A lot of therapists will tell you that parentification and adultification are not uncommon in divorces. And it is easy to see why. Here are some of the ways that parents parentify or adultify their children during and after their divorce.
- Treat the child as a friend or social companion.
- Force the child to listen to adult problems, e.g. complaining about an ex-spouse.
- Force the child to choose with whom he wants to live.
- Seek emotional support from the child.
The last scenario is often unintentional; children see parents upset and want to comfort them. Children also may offer support as a way to stave off change and attempt to hold the family together. But it should be the other way around; the parent should offer emotional support to the child rather than relying on the child for support.
What are Potential Consequences of Parentification and Adultification?
When a parent adultifies or parentifies a child, the parent does not allow that child to develop appropriately. Children must grow up faster than normal and take on adult responsibilities and concerns at the expense of normal childhood development. Simply put, parents do not allow their kids to be kids.
For example, a child who feels the need to be there for his parent at all times may have trouble socializing with other children and might experience higher stress levels. According to Cultural Sociology of Divorce, parentified or adultified children may show signs of emotional problems such as depression.
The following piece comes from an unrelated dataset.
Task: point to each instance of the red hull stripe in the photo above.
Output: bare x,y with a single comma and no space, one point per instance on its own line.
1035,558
Children may also struggle to establish “separate identities or autonomy.” An adultified child does not receive the space to grow, experience life on his own terms, or make and fix mistakes.
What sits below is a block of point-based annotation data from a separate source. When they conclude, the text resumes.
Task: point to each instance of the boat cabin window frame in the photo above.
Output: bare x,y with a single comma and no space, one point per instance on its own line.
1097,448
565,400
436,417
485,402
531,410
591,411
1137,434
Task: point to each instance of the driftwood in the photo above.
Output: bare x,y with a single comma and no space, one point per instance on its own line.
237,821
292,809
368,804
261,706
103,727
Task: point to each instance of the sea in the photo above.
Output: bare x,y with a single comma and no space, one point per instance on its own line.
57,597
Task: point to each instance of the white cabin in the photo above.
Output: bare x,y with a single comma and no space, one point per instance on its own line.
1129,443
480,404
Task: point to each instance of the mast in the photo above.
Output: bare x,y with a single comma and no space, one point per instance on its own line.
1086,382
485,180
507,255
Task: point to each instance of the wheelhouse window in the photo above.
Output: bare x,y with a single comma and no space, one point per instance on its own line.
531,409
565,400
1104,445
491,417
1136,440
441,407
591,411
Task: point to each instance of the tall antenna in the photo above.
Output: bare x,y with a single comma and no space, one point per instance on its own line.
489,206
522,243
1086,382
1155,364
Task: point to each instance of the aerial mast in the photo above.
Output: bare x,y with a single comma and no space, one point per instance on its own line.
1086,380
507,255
A well-known example of this consequence is the “affluenza” case. In 2013, wealthy, intoxicated 16-year-old Ethan Couch drove his pickup truck into a disabled vehicle on the side of the road in Texas, killing four and injuring several others. He received probation instead of jail time because a judge controversially agreed he suffered from “affluenza” and never learned right from wrong.
Years prior, a social worker found that his parents adultified and coddled Couch.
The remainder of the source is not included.